BALTIMORE, JUNE 22 -- Triathlon -- a one-day competition combining bicycling, swimming and running -- is an event that finds itself in a quandary as the second world championships draw near and the International Olympic Committee prepares to meet to decide whether to include it in the Olympic Games.

The event's professional status does not significantly bother the IOC, but the athletes may find it hard to compete in the Olympics because there's no money to be won. Many of the top competitors avoided last year's first world championships in Avignon, France, because of what many considered minimal compensation.

"I'd be disappointed if the elite athletes don't try for the Olympics just because they're afraid of not getting a paycheck," said Jody Schmidt, a former professional (called "elite") triathlete who reverted to amateur status when she could not keep up with the demands of the event and her job. She is the defending world champion in the 30-34 age group.

"It's the same with the world championships," she said. "A lot of the pros opted not to go last year because they could make more money on the regular circuit."

CAT Sports, which will produce the world championship Sept. 15 at Walt Disney World in Orlando, Fla., held a news conference at the Sheraton Inner Harbor, as much to showcase the event as to inform the press and public on the progress of the 40-country championships.

One of the stipulations in CAT's contract to produce the meet this year is $100,000 in prize money, said Carl Thomas, president of CAT Sports, Inc.

"I'm sure that's why they had to have $100,000," said Schmidt, referring to the last year's professional flight.

The decision on the Olympics will come about a week after the world championships. And Les McDonald, president of the International Triathlon Union, said he and his colleagues are "keeping our fingers crossed, and not only that, we're doing all the right things.

"We've said from the beginning that people make a living at this and that won't stand in the way. But at the same time, we're cognizant some people in the IOC are still not happy with professional athletes and we advise everyone to use the word 'elite' and not 'professional.' It's just a reality of the times."

From the beginning 14 years ago in California, triathlons never pretended to be anything but professional endeavors. The number of hours necessary to train for the three kinds of racing requires full-time commitment.

"There's no reason to get paid to be in the Olympics. You get paid just being there," said Mike Pigg, 1988 triathlete of the year who acknowledged he could not feel that way about the rest of the season. "There's no conflict getting prize money one weekend and racing for the Olympics the next. {Prize money} is the way the sport evolved -- it's the only way to sustain elite competition. It's allowed us to put all our attention on training."

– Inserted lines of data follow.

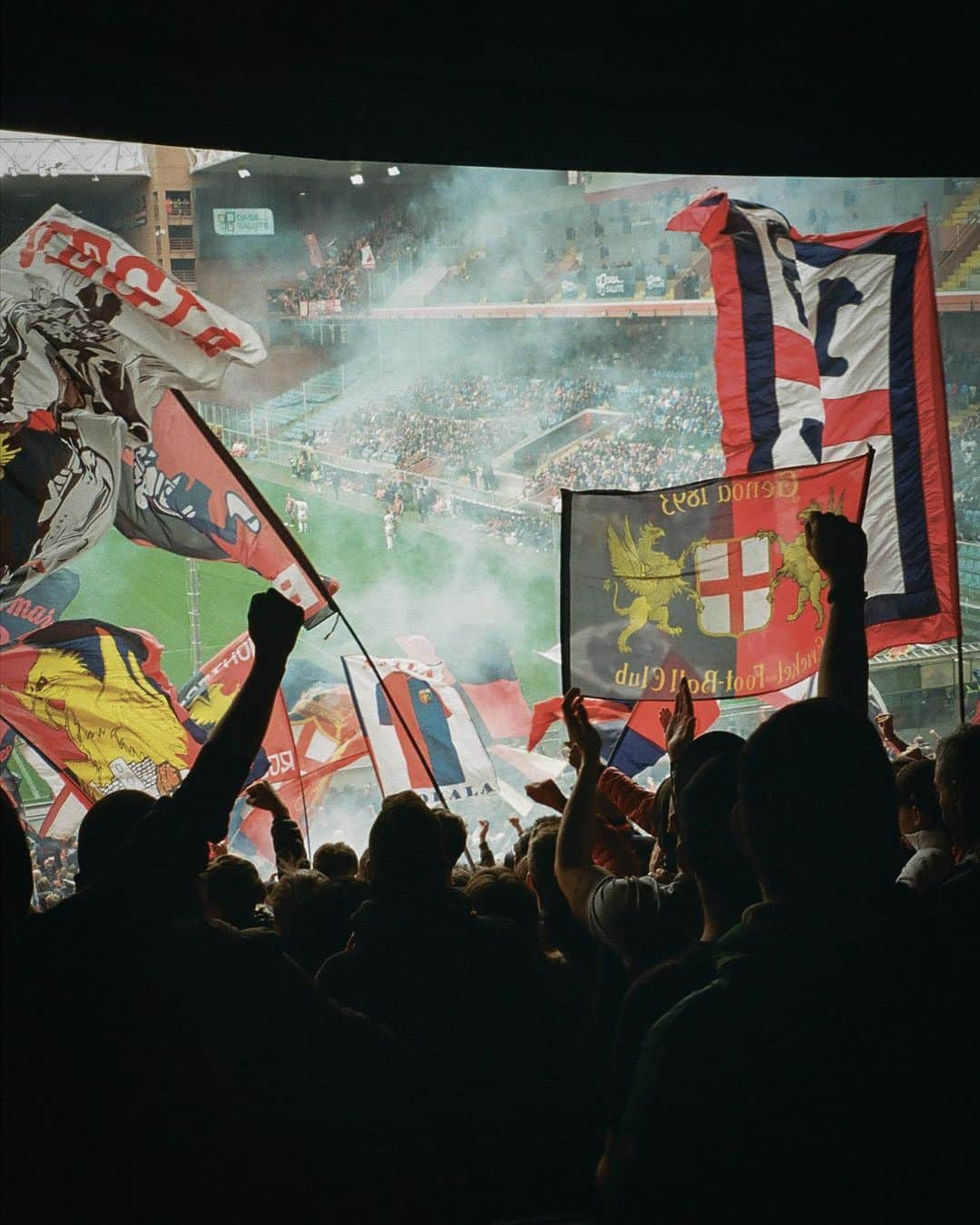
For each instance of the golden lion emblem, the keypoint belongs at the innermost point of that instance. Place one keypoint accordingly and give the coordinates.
(799, 566)
(652, 576)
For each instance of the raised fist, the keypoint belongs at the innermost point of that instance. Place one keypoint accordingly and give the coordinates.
(838, 546)
(273, 625)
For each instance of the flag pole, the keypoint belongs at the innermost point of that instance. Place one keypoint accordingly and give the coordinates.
(392, 703)
(299, 779)
(962, 682)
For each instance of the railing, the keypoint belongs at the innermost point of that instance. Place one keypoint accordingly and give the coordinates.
(262, 444)
(951, 259)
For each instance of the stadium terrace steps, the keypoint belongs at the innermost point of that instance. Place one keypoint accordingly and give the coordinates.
(413, 289)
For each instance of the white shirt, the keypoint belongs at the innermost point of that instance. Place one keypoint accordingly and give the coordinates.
(931, 863)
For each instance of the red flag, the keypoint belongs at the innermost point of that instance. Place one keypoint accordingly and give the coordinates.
(710, 581)
(827, 345)
(548, 712)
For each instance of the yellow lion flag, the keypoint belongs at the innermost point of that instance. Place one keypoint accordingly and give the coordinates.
(94, 701)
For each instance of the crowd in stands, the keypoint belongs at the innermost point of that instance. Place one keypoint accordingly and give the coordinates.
(965, 446)
(742, 996)
(686, 416)
(53, 867)
(340, 276)
(620, 463)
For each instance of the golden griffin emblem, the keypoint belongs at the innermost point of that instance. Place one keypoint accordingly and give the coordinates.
(799, 566)
(652, 576)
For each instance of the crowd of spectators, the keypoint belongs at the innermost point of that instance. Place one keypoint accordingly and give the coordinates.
(965, 447)
(340, 275)
(53, 867)
(686, 416)
(662, 1004)
(619, 463)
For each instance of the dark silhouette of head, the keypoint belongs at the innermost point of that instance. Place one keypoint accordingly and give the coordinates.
(336, 860)
(312, 916)
(816, 776)
(454, 836)
(407, 851)
(107, 825)
(917, 800)
(230, 889)
(496, 891)
(708, 847)
(958, 783)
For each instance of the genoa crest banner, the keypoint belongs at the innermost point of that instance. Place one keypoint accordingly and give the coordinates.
(827, 343)
(440, 724)
(93, 701)
(710, 580)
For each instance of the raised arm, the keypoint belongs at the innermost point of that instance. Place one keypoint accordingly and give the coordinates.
(839, 548)
(287, 838)
(218, 774)
(576, 874)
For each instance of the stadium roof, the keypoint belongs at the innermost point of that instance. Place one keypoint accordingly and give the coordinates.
(34, 153)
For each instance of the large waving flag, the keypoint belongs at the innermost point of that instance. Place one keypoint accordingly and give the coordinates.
(97, 345)
(69, 802)
(93, 701)
(643, 741)
(447, 744)
(825, 345)
(710, 581)
(210, 692)
(41, 606)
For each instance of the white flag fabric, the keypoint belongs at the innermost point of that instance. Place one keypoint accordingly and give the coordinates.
(93, 336)
(535, 767)
(521, 804)
(80, 305)
(437, 720)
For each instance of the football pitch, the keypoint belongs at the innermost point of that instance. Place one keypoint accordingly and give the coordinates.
(441, 578)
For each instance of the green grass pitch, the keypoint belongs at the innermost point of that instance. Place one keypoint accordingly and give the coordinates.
(440, 578)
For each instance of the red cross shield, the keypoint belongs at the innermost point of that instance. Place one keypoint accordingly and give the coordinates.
(732, 585)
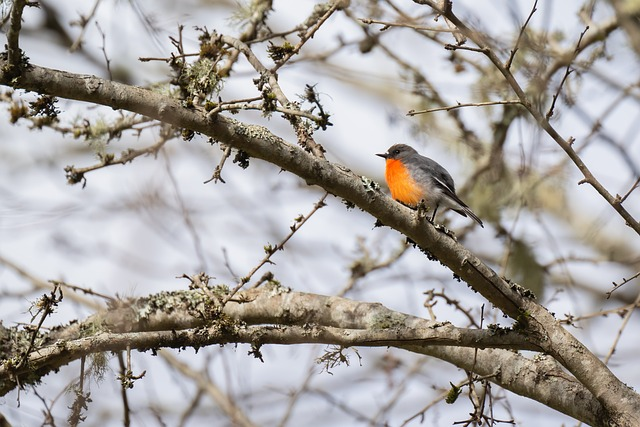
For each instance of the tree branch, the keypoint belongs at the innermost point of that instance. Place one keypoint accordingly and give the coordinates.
(276, 315)
(259, 142)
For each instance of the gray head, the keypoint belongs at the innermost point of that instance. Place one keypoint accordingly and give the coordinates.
(398, 152)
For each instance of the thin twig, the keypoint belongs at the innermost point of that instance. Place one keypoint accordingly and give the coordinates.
(625, 321)
(270, 250)
(568, 71)
(216, 176)
(633, 187)
(335, 5)
(507, 65)
(617, 286)
(13, 34)
(401, 24)
(104, 50)
(83, 23)
(75, 175)
(459, 105)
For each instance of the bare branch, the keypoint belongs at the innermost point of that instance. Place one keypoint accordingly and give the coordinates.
(566, 74)
(507, 65)
(459, 105)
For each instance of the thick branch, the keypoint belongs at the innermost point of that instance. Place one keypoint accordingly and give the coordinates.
(275, 315)
(259, 142)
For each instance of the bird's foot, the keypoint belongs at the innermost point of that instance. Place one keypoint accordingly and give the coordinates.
(446, 231)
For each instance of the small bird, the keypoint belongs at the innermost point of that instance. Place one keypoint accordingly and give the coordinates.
(413, 178)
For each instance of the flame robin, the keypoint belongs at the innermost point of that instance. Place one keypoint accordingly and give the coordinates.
(413, 178)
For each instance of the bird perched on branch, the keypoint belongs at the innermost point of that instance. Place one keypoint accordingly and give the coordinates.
(414, 179)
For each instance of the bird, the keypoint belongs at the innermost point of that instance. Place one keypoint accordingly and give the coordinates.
(414, 179)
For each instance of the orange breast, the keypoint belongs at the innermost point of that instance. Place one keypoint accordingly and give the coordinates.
(403, 188)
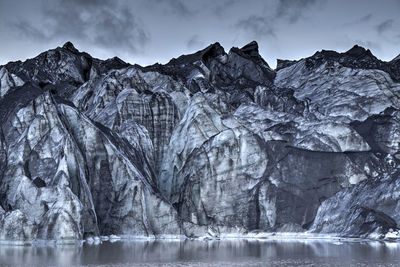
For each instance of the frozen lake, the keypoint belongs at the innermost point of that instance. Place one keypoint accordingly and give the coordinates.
(206, 253)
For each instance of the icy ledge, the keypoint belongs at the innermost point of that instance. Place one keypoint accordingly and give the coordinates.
(391, 237)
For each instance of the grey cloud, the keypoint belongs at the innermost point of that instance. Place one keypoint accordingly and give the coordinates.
(96, 22)
(194, 42)
(369, 44)
(27, 30)
(292, 9)
(385, 25)
(362, 19)
(220, 7)
(178, 7)
(260, 26)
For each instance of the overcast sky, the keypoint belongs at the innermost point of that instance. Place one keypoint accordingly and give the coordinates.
(149, 31)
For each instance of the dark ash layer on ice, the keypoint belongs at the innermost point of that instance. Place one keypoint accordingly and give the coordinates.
(210, 144)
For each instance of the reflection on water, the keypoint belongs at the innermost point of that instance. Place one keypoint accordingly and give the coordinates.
(203, 253)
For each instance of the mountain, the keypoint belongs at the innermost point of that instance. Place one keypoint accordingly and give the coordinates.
(209, 144)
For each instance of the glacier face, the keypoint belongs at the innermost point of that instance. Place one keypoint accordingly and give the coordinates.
(209, 143)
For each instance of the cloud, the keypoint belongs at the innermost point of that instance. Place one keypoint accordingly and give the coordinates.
(100, 23)
(362, 19)
(178, 7)
(292, 10)
(384, 26)
(195, 43)
(219, 8)
(260, 26)
(27, 30)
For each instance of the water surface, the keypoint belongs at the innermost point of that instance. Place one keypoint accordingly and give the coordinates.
(206, 253)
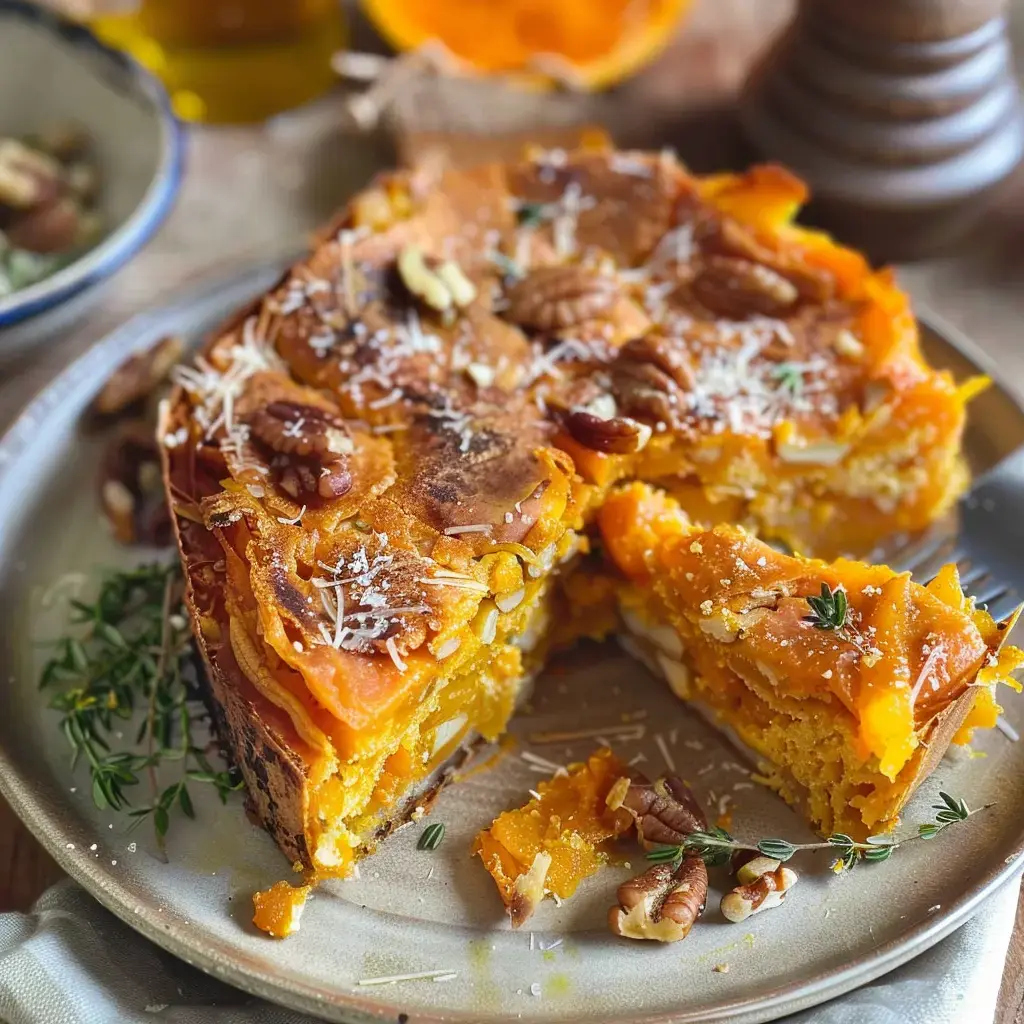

Pigg, Schmidt and other elite and amateur athletes (2,000 in all) will compete Sunday in the U.S. Triathlon Series race here. The swim portion is at Gunpowder Falls State Park and from there the athletes cycle and run to the Inner Harbor. The Baltimore stop is third on the 12-race series, culminating in the national championships in Las Vegas Oct. 20. Prize money is awarded at each stop as well as for accumulating the most points for the series. Pigg took top honors from 1986 to 1988.